Skippy couldn’t talk about it—it was all too horrifying. Nickie must have felt the same way for he was silent and his dark eyes kept to the narrow woods trail as if he dared not look on either side. Somewhere in that bog was Timmy, free from Devlin at last.
They rode along in silence after that and though they were all a bit nervous they felt that courage would come when a safe distance had been put between them and the terrible house. Though Devlin was not there in body he seemed to be there in spirit, and they longed to get out of the woods and into the open where he could no longer wield his power.
It was about five o’clock. Bits of warm sunshine filtered through the higher branches of the trees but below the shadows were gathering and where the growth was thick a gloom had already penetrated.
When they had been riding for some little time, Frost said, “The boss is goin’ to see Smithson, the insurance man, I think. He lives in Hillbriar near that doctor you went to see. He must have some place else to go, I been thinkin’, ’cause it wouldn’t take him that long to just go there.”

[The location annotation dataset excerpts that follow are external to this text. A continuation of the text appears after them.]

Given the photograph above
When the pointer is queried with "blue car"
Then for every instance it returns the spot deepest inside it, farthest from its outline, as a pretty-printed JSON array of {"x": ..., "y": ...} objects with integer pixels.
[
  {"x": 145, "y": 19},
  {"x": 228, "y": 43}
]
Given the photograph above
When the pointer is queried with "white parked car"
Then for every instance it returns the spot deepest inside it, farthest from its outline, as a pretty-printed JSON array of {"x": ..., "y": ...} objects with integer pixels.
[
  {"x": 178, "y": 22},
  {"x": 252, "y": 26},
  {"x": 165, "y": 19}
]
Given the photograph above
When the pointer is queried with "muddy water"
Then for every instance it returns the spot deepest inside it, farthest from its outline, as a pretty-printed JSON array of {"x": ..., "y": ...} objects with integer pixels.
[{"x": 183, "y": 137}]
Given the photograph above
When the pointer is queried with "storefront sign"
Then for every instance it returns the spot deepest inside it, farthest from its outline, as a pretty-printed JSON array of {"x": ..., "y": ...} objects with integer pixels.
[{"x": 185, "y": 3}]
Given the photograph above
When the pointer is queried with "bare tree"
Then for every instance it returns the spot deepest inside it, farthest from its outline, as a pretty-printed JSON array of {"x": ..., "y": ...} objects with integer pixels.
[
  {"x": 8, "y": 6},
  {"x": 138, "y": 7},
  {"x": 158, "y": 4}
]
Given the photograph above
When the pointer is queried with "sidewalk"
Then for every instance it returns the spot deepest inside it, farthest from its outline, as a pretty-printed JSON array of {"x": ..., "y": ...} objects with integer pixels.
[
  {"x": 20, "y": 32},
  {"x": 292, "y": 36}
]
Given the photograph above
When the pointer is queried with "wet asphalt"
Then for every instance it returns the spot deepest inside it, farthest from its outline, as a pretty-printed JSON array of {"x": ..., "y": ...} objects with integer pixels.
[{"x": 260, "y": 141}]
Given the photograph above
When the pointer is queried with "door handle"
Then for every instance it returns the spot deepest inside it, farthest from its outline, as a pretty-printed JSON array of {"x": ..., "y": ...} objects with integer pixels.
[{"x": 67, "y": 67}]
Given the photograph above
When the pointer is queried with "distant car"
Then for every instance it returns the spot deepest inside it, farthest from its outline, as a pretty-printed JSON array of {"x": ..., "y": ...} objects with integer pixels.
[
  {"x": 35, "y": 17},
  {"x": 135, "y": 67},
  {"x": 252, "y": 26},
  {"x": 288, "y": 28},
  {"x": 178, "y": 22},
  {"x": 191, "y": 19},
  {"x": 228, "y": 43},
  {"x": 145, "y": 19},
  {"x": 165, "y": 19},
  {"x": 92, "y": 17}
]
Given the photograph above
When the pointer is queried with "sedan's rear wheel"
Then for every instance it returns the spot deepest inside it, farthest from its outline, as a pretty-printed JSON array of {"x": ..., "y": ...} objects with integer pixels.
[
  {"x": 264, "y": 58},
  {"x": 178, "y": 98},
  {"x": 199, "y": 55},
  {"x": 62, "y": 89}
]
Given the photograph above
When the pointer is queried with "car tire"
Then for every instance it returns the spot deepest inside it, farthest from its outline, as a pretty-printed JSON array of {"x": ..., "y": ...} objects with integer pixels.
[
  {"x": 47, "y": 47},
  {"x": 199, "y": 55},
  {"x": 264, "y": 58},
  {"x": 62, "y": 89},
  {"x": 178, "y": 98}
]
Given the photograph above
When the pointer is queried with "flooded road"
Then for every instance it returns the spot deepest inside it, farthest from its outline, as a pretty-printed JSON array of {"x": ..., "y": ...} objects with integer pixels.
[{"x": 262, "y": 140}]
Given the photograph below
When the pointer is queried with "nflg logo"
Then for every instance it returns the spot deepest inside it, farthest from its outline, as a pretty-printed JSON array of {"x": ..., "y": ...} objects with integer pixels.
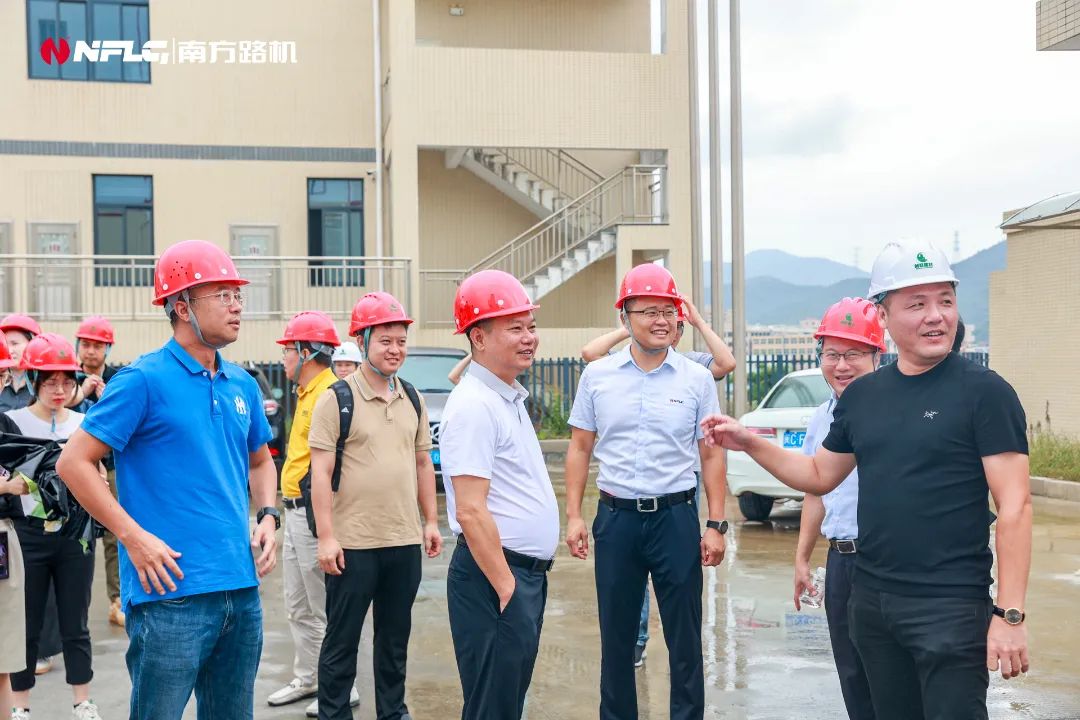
[{"x": 102, "y": 51}]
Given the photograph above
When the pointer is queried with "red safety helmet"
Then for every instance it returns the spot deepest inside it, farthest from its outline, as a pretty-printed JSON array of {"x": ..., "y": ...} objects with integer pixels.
[
  {"x": 648, "y": 280},
  {"x": 375, "y": 309},
  {"x": 310, "y": 326},
  {"x": 49, "y": 352},
  {"x": 97, "y": 328},
  {"x": 488, "y": 294},
  {"x": 192, "y": 262},
  {"x": 19, "y": 322},
  {"x": 852, "y": 318}
]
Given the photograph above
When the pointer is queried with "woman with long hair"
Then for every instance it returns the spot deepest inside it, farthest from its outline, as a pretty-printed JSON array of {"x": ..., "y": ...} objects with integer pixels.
[{"x": 50, "y": 558}]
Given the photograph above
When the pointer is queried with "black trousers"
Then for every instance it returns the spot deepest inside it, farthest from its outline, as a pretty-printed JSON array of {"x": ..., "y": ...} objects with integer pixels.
[
  {"x": 839, "y": 575},
  {"x": 630, "y": 545},
  {"x": 496, "y": 652},
  {"x": 61, "y": 562},
  {"x": 386, "y": 579},
  {"x": 925, "y": 657}
]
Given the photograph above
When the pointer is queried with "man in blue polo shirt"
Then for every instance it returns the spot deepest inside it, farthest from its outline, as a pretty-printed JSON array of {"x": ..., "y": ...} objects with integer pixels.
[{"x": 189, "y": 439}]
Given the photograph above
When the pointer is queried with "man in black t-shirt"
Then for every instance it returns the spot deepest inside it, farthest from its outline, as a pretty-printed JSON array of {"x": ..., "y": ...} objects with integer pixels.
[
  {"x": 930, "y": 435},
  {"x": 94, "y": 340}
]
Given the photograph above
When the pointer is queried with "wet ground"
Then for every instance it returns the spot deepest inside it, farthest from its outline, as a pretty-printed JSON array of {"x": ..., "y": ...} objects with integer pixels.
[{"x": 763, "y": 660}]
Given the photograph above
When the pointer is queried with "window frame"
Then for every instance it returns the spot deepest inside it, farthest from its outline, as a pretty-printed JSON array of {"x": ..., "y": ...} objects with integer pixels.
[{"x": 335, "y": 275}]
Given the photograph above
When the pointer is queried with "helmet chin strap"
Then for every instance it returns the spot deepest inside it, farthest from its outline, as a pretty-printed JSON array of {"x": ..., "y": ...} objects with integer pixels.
[
  {"x": 647, "y": 351},
  {"x": 299, "y": 367},
  {"x": 171, "y": 306},
  {"x": 367, "y": 354},
  {"x": 31, "y": 379}
]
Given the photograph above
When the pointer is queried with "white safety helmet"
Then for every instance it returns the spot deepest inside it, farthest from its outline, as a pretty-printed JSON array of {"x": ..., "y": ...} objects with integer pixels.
[
  {"x": 348, "y": 352},
  {"x": 908, "y": 263}
]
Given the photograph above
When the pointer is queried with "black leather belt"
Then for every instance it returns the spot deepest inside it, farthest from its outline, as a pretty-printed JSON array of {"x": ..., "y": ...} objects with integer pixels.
[
  {"x": 842, "y": 546},
  {"x": 648, "y": 504},
  {"x": 518, "y": 560}
]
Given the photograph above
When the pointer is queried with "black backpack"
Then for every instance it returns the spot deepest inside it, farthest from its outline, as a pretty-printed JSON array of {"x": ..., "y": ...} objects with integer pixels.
[{"x": 345, "y": 419}]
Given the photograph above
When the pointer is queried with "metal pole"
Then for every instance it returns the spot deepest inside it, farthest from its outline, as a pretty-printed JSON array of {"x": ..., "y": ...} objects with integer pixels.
[
  {"x": 716, "y": 206},
  {"x": 738, "y": 246},
  {"x": 697, "y": 283},
  {"x": 377, "y": 56}
]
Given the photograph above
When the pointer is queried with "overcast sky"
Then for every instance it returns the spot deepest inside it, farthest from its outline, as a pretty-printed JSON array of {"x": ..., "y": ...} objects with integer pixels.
[{"x": 875, "y": 120}]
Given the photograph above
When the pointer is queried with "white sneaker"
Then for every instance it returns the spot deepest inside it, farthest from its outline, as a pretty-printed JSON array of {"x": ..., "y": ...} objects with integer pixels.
[
  {"x": 294, "y": 691},
  {"x": 84, "y": 710},
  {"x": 312, "y": 710}
]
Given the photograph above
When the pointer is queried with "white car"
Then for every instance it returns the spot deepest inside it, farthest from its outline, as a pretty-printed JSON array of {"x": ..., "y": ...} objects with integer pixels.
[{"x": 782, "y": 417}]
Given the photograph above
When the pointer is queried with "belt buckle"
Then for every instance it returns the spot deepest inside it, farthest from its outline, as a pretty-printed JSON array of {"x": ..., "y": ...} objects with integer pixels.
[
  {"x": 643, "y": 508},
  {"x": 845, "y": 546}
]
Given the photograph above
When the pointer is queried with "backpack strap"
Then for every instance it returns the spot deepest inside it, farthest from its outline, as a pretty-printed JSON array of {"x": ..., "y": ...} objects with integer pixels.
[
  {"x": 413, "y": 396},
  {"x": 343, "y": 393}
]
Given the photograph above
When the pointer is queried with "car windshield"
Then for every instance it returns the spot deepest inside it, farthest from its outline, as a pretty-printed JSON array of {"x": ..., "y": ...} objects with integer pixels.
[
  {"x": 428, "y": 372},
  {"x": 805, "y": 391}
]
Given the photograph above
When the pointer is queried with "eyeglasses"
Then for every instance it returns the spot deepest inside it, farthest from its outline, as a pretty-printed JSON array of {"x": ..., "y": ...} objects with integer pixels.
[
  {"x": 653, "y": 313},
  {"x": 850, "y": 357},
  {"x": 228, "y": 298},
  {"x": 63, "y": 385}
]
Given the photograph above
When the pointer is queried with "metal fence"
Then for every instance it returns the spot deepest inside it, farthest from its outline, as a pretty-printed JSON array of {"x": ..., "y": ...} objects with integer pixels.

The boys were about to agree when they rounded a turn in the narrow trail and saw just ahead the path which Devlin had seemed so interested in on that memorable Monday night. Also, they saw Devlin sitting in his car as if he had just climbed in and was ready to start away. He was headed in the same direction that they were.
Frost swerved the car with such force that it almost turned on its side. “Scram, kids!” he said hoarsely. “I’ll have to too! He’ll know—he’ll know I’m double-crossin’ him!”